Terhihat Lia muncul di tengah sungai dan semakin menjauh dari tempat terjatuhnya. Mulyono berenang ke tengah sungai, sambil berpesan, “Nanti temui aku di toko Lik Lah, tunggu saja di sana!”

Yudis hanya melihat ayahnya yang kebingungan mencari Lia di ujung seberang sungai. Ayahnya berkali-kali berhenti untuk menarik napas sambil melepaskan tatapan tajamnya ke seluruh sungai tetapi tak ditemukannya. Yudis semakin takut ketika ayahnya terlihat kehabisan napas hingga timbul tenggelam di seberang sungai.

“Bapak…” Yudis berteriak ketika ayahnya sudah tidak muncul lagi.

Para warga mencari Mulyono dan Lia sampai beberapa hari kemudian, tetapi nihil.

***

Pada tahun 1983, Yudis setiap pulang kerja dari pasar Kertosono menyempatkan diri untuk berkunjung ke toko Lik Lah untuk meminta Lik Kabul melamarkan Sulis.

“Bagiamana kabar ibumu, Yud?” tanya Lik Kabul.

“Alhamdulillah sehat.”

Yudis masih sering ke toko Lik Lah.  Hatinya masih berharap Mulyono dan Amelia datang menemuinya di toko Lik Lah.

“Kamu mungkin tidak bisa menemuiku di toko ini lagi karena kami akan menjualnya.”

Hati Yudis terkejut mendengar ucapan pamannya. Ia khawatir akan kehilangan harapan bertemu Lia dan Ayahnya.

“Mengapa Pak Lik menjualnya?”

“Aku sudah renta, sudah tidak ada yang membantuku berjualan di toko ini.”
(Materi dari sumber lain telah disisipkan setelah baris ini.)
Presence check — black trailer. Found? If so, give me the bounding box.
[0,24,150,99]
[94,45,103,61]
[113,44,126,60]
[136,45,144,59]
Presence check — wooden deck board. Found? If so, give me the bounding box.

Semenjak Lik Lah meninggal, Lik Kabul telah kehilangan semangat bekerja di toko.

Catatan:

1Menyeberang sungai dengan perahu yang diikat dengan tambang dari tanggul satu ke tanggul lainnya.
2Keranjang dari dambu yang diletakan pada boncengan
3Pelabuhan perahu yang digunakan untuk nambang.